The $2.2 trillion coronavirus economic aid package recently signed by President Trump commits “$31 billion in dedicated emergency funding for K-12 and higher education,” reports Education Week, with $13.5 billion for public school budgets. Additionally, the Coronavirus Aid, Relief, and Economic Security (CARES) Act gives Education Secretary Betsy DeVos “the power to grant significant relief from key accountability statutes under ESSA,” while also requiring her “to report to Congress 30 days after the bill becomes law about any recommendations she has to grant schools ‘limited flexibility’ from several education laws, including the Individuals with Disabilities Education Act.”

Already, education groups are “anticipating and discussing the need for another round of coronavirus aid” as the package falls short of the $75 billion they had asked for in March.

Of the $13.5 billion for public schools, 90 percent is “earmarked for school districts through the Title I aid formula” and could be used to “support a variety of learning needs and various activities under the Every Student Succeeds Act,” including remote learning for schools that have closed due to the coronavirus. However, the new federal package “provides historic levels of emergency funding” and “much-needed resources,” says CCSSO Executive Director Carissa Moffat Miller.

Amid the chaos sparked by the coronavirus pandemic, here are the week’s other top headlines for how states are implementing and improvising under ESSA:

DeVos Waiver Power Constricted By Current Law

While the coronavirus economic aid package gives Secretary DeVos authority to waive key federal education requirements under ESSA, current law also includes “restrictions on the secretary’s waiver power,” including funding-related restrictions.

DeVos “can’t waive requirements for allocating of federal money to state, school districts, and Indian tribes,” preserving the Title I funding formula.
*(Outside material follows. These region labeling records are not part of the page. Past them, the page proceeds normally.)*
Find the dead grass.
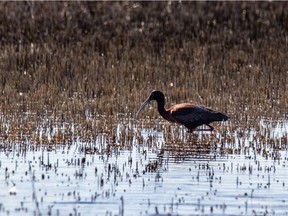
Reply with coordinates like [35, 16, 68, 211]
[0, 2, 288, 149]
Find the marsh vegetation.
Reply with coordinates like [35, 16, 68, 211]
[0, 1, 288, 215]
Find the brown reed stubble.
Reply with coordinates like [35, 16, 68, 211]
[0, 2, 288, 147]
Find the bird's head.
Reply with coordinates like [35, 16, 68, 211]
[136, 90, 165, 119]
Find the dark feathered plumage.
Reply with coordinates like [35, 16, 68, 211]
[136, 91, 228, 132]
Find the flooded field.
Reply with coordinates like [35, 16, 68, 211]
[0, 117, 288, 215]
[0, 1, 288, 216]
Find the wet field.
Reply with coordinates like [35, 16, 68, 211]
[0, 117, 288, 215]
[0, 1, 288, 216]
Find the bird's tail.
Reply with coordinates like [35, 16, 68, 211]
[214, 112, 229, 121]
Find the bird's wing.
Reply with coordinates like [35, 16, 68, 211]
[170, 103, 214, 127]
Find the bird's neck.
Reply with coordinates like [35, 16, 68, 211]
[158, 100, 169, 119]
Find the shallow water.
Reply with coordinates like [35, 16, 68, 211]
[0, 121, 288, 215]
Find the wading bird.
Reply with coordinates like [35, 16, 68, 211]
[136, 91, 228, 132]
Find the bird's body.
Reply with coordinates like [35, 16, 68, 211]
[137, 91, 228, 132]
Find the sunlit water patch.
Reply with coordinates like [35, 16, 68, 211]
[0, 119, 288, 215]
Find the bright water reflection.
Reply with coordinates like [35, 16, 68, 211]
[0, 119, 288, 215]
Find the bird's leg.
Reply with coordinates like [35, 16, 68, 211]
[187, 128, 195, 133]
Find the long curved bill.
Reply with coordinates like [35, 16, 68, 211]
[136, 98, 151, 119]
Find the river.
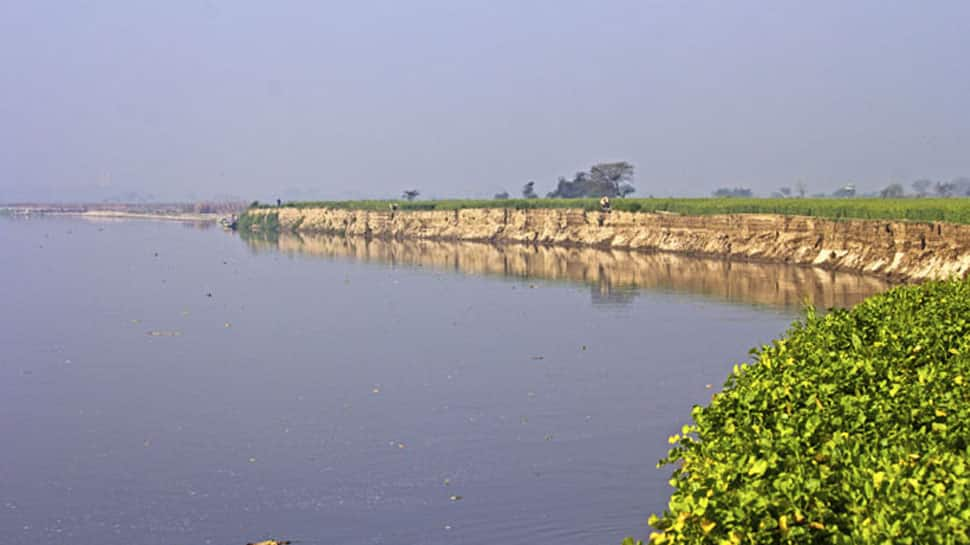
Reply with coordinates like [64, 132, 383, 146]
[0, 217, 887, 545]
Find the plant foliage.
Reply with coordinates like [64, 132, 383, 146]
[650, 280, 970, 545]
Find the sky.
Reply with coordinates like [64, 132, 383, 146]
[0, 0, 970, 202]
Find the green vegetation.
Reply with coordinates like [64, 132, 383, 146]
[236, 209, 280, 231]
[644, 280, 970, 544]
[248, 198, 970, 224]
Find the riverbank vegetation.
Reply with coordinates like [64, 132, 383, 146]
[244, 198, 970, 224]
[650, 280, 970, 545]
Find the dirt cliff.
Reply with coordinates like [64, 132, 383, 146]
[243, 232, 891, 308]
[240, 207, 970, 281]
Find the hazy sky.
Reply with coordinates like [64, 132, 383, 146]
[0, 0, 970, 202]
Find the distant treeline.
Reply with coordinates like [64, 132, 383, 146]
[713, 176, 970, 199]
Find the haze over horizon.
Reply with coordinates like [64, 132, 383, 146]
[0, 0, 970, 202]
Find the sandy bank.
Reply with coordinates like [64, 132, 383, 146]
[240, 207, 970, 281]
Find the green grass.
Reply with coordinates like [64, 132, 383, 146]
[644, 280, 970, 545]
[248, 198, 970, 224]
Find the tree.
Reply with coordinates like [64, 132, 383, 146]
[522, 181, 539, 199]
[547, 161, 636, 199]
[832, 184, 855, 199]
[950, 176, 970, 197]
[713, 187, 752, 198]
[933, 182, 956, 197]
[912, 178, 933, 197]
[879, 184, 905, 199]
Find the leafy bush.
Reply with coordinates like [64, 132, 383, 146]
[650, 280, 970, 544]
[236, 211, 280, 231]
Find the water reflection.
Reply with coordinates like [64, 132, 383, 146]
[243, 233, 891, 308]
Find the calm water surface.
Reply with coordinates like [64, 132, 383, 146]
[0, 218, 885, 545]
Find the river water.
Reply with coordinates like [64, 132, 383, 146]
[0, 218, 887, 545]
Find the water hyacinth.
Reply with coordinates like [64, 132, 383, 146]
[650, 280, 970, 544]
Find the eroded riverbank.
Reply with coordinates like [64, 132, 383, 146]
[244, 228, 892, 308]
[238, 207, 970, 281]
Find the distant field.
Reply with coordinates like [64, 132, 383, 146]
[251, 197, 970, 224]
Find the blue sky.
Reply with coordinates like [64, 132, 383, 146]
[0, 0, 970, 202]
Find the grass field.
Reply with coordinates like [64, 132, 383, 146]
[248, 198, 970, 224]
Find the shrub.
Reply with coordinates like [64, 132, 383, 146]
[650, 280, 970, 544]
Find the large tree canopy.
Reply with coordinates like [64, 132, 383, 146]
[547, 161, 635, 199]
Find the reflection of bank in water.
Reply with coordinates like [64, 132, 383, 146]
[240, 228, 891, 308]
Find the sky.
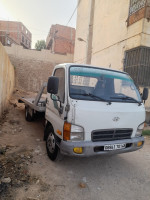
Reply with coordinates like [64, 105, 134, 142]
[0, 0, 77, 48]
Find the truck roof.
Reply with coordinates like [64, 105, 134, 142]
[57, 63, 128, 74]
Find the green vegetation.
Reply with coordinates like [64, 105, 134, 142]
[142, 130, 150, 136]
[35, 40, 46, 51]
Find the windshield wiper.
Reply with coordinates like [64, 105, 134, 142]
[70, 93, 111, 105]
[110, 95, 142, 106]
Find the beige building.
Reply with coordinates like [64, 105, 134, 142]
[74, 0, 150, 86]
Additionally, she cannot waive “requirements for schools to provide services to Title I schools that are comparable to non-Title I schools;” “applicable civil rights requirements” that fall under the ADA or Title VI of the Civil Rights Act; prohibitions on using ESSA funds for transportation or construction purposes; and more.
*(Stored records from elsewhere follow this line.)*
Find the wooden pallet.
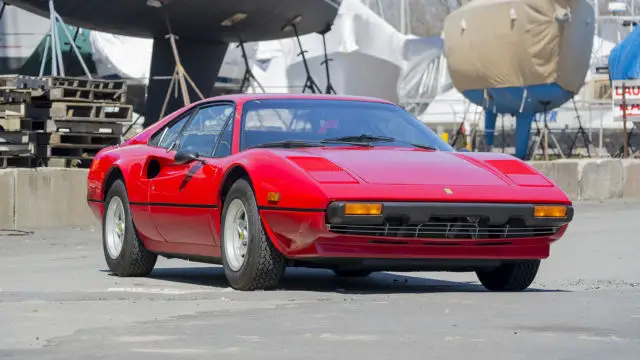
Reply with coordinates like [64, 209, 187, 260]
[0, 116, 57, 132]
[43, 76, 127, 92]
[49, 87, 127, 104]
[0, 154, 47, 169]
[45, 132, 120, 147]
[0, 143, 35, 156]
[0, 74, 48, 90]
[46, 156, 93, 169]
[43, 144, 105, 159]
[51, 102, 133, 122]
[0, 103, 50, 119]
[51, 120, 124, 136]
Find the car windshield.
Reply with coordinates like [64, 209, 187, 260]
[240, 99, 454, 151]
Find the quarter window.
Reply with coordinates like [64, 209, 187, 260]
[148, 111, 192, 149]
[179, 104, 235, 157]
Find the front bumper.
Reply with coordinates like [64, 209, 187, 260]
[261, 202, 573, 260]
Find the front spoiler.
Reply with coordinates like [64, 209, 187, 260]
[327, 201, 574, 226]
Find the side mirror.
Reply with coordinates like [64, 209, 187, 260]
[173, 150, 200, 165]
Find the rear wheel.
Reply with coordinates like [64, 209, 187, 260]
[220, 179, 286, 291]
[102, 180, 158, 277]
[476, 260, 540, 291]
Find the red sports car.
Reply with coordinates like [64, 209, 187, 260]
[87, 94, 573, 291]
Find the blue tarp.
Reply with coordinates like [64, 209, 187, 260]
[609, 26, 640, 80]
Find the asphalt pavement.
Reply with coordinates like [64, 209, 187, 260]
[0, 201, 640, 360]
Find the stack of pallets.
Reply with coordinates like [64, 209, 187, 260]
[0, 75, 133, 167]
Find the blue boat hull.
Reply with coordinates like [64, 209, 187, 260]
[462, 83, 575, 159]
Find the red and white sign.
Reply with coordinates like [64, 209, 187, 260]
[611, 80, 640, 121]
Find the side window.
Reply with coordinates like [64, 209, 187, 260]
[180, 104, 235, 157]
[148, 112, 192, 149]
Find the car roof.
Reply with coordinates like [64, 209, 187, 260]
[190, 93, 395, 105]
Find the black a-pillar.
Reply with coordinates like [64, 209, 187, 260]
[144, 35, 229, 128]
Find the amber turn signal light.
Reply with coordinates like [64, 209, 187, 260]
[344, 204, 382, 215]
[533, 206, 567, 218]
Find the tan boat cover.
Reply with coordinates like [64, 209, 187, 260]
[444, 0, 595, 93]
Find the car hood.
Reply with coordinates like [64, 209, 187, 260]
[308, 148, 510, 186]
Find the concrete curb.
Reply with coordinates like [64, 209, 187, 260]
[0, 168, 98, 229]
[0, 159, 640, 229]
[530, 159, 640, 201]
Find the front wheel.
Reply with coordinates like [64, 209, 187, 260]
[476, 260, 540, 291]
[220, 179, 286, 291]
[102, 180, 158, 277]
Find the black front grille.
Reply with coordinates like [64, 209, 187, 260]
[327, 218, 559, 239]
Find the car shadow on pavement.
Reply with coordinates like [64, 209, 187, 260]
[141, 266, 564, 294]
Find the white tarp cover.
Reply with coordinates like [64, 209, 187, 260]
[444, 0, 595, 93]
[90, 31, 257, 84]
[419, 36, 622, 129]
[246, 0, 446, 102]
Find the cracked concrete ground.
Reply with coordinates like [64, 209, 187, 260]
[0, 201, 640, 360]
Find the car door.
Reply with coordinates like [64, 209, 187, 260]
[149, 103, 235, 245]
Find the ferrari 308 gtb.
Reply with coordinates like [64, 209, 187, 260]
[87, 94, 573, 291]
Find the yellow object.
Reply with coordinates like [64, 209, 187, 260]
[267, 192, 280, 202]
[344, 204, 382, 215]
[533, 206, 567, 217]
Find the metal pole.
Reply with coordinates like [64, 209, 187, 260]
[622, 83, 629, 159]
[49, 0, 65, 76]
[39, 35, 51, 77]
[54, 11, 92, 79]
[167, 34, 191, 106]
[49, 0, 58, 76]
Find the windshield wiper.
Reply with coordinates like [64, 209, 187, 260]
[320, 134, 396, 146]
[320, 134, 438, 151]
[247, 140, 324, 149]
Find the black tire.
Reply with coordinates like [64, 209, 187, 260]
[102, 180, 158, 277]
[333, 270, 373, 278]
[220, 179, 286, 291]
[476, 260, 540, 291]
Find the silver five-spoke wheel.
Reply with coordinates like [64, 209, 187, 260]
[105, 196, 125, 259]
[224, 199, 249, 271]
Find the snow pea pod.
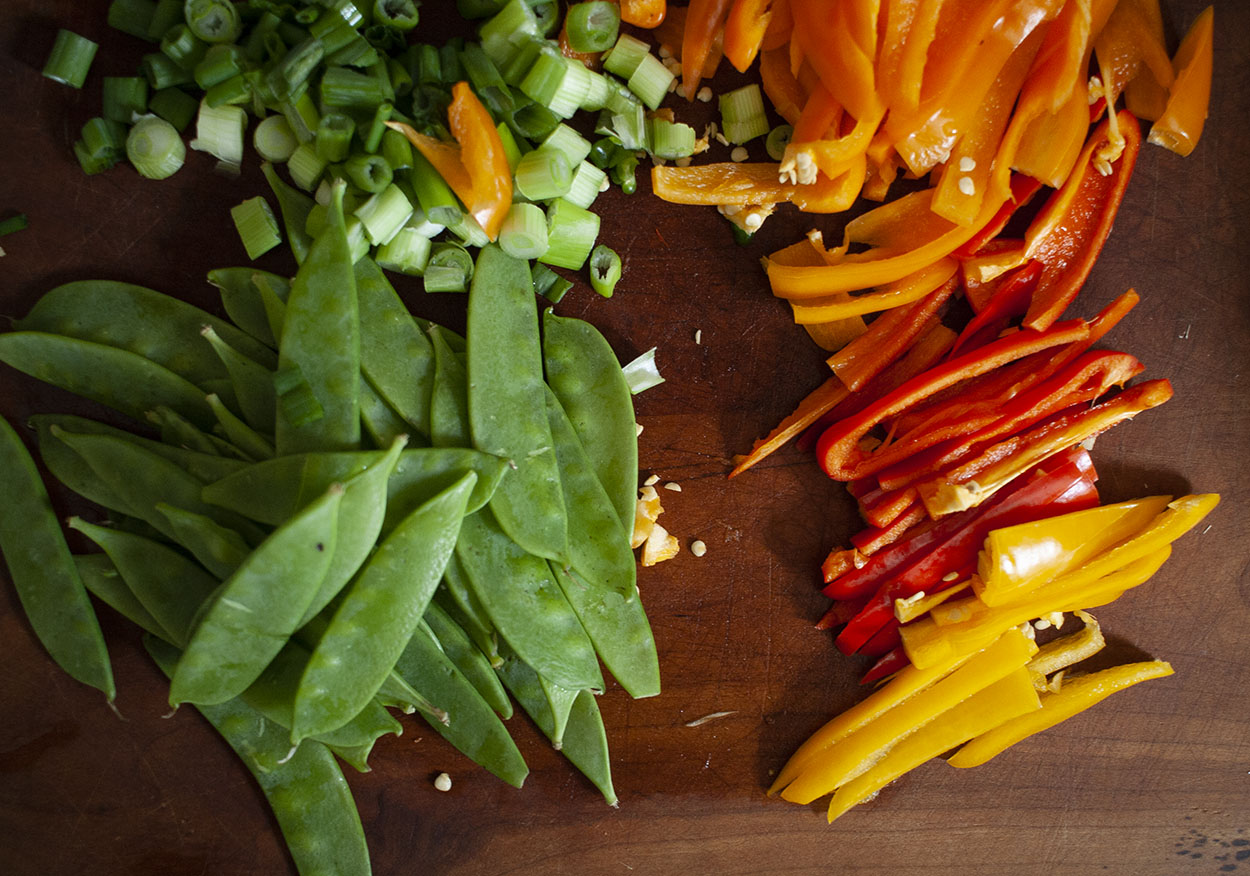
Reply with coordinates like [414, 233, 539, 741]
[0, 417, 118, 702]
[168, 485, 344, 706]
[456, 509, 604, 690]
[499, 652, 616, 806]
[355, 256, 434, 437]
[465, 245, 567, 559]
[429, 326, 473, 447]
[423, 600, 513, 721]
[291, 472, 476, 744]
[546, 390, 638, 600]
[0, 331, 213, 429]
[18, 280, 276, 386]
[144, 639, 371, 876]
[275, 184, 360, 454]
[543, 309, 638, 527]
[395, 624, 529, 787]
Annual Assessments Canceled, Postponed, or Suspended Nationwide 

Thousands of schools across the country have closed in response to the spread of the novel coronavirus, throwing state assessments into disarray.

After initially contemplating “targeted” waivers of federal testing requirements, the U.S. Department of Education “shifted to a broader approach that will let most states bypass all federal testing requirements.” The list of states that are either seeking a federal waiver to suspend testing, delaying testing, or have already been granted initial approval to waive testing by the DOE has grown to include all 50 states as well as the District of Columbia and the Bureau of Indian Education.
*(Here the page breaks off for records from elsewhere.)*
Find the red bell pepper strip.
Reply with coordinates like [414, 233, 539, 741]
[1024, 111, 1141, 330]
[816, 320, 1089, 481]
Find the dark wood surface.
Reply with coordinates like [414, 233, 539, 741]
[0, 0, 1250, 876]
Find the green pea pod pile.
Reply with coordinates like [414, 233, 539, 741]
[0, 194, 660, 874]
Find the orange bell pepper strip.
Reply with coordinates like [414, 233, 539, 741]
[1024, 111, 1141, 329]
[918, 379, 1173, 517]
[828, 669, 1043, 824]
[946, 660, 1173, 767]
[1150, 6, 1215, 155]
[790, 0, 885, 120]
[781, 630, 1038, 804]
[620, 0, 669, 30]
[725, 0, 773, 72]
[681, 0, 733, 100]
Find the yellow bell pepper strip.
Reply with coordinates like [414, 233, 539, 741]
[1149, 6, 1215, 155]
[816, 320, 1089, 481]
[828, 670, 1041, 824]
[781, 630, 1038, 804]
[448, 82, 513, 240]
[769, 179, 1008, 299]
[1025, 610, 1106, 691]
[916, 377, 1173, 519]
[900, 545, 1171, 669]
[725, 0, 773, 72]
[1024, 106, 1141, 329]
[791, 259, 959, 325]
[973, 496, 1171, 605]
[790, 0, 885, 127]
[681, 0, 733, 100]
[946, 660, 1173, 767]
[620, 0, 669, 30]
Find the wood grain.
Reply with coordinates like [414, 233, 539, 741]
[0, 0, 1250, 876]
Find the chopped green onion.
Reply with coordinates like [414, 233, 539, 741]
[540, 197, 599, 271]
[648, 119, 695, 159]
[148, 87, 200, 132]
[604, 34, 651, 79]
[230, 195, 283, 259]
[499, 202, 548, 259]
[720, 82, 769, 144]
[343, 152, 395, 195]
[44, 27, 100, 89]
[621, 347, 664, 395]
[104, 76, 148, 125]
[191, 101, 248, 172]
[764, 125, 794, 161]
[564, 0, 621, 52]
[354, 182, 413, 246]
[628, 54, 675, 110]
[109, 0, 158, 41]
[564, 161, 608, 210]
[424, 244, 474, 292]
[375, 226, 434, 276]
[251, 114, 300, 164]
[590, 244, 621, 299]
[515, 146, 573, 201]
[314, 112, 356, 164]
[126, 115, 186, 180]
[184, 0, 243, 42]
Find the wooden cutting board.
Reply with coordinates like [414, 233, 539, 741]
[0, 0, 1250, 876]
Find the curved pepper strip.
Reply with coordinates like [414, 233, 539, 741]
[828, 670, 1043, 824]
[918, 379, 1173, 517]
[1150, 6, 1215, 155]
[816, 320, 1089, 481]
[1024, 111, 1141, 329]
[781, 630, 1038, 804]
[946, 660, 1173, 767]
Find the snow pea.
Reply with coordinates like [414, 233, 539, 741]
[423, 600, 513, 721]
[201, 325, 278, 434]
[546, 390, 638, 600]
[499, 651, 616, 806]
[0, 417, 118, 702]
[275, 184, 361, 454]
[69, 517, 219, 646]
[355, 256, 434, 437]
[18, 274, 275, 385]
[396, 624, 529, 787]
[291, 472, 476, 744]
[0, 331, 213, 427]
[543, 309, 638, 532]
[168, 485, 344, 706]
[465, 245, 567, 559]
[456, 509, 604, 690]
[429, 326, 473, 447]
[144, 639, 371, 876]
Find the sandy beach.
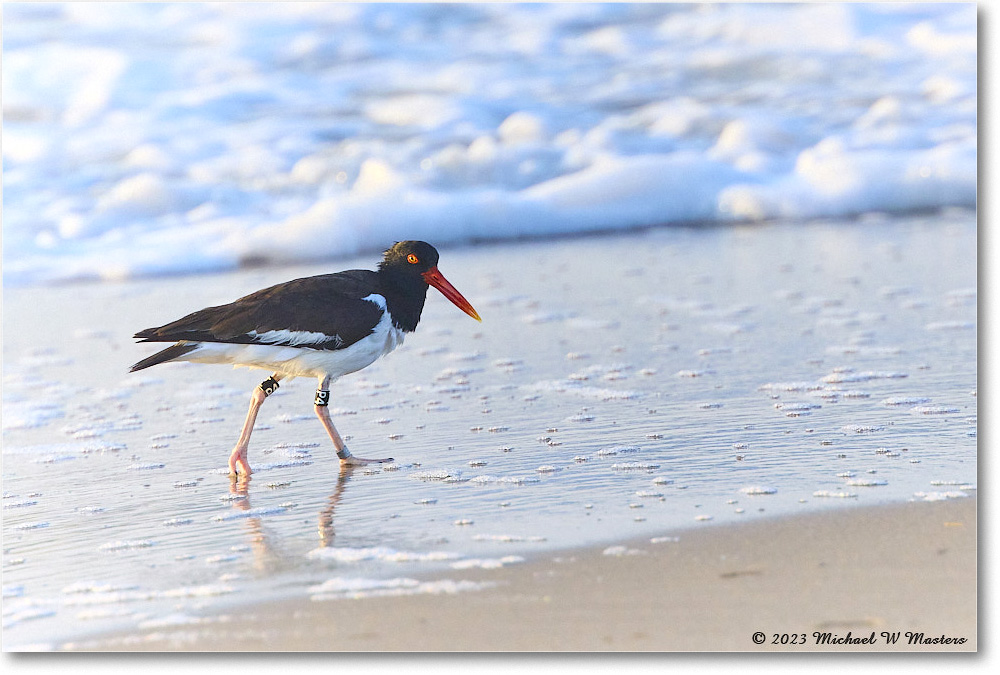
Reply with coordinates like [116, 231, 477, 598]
[3, 221, 977, 651]
[79, 499, 978, 653]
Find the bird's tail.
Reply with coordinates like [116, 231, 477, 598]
[128, 342, 198, 373]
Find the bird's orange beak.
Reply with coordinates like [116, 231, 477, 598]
[421, 265, 482, 322]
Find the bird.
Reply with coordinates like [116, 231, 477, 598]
[129, 241, 482, 477]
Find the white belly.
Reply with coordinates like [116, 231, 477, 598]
[178, 312, 404, 380]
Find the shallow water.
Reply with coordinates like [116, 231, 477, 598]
[3, 217, 977, 649]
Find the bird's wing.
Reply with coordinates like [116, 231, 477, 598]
[135, 270, 383, 349]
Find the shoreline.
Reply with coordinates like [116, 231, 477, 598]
[80, 497, 978, 653]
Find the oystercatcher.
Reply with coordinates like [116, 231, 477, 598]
[130, 241, 482, 475]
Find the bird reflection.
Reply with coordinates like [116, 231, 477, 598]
[229, 464, 354, 573]
[319, 464, 354, 547]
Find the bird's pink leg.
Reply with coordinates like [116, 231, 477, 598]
[314, 377, 392, 467]
[229, 373, 281, 476]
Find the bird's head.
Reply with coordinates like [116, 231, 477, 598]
[379, 241, 482, 321]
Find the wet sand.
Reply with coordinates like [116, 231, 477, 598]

Annual Testing for Homeschooled Students Not Impacted by ESSA Testing Waivers

The Trump administration’s waiving of federally required testing normally required under the Every Student Succeeds Act (ESSA) does not apply to homeschooling families, according to the Home School Legal Defense Association (HSLDA).

While schools do not need to adhere to ESSA’s federal testing requirements in order to receive federal assistance from the program in light of the spread of the novel coronavirus, “homeschool regulation is state-specific,” and, ”in most cases, only state legislatures have the authority to waive state educational requirements.” HSLDA is monitoring for state-specific actions by legislators and “recommends that homeschoolers continue to follow the law as it relates to assessing their child.”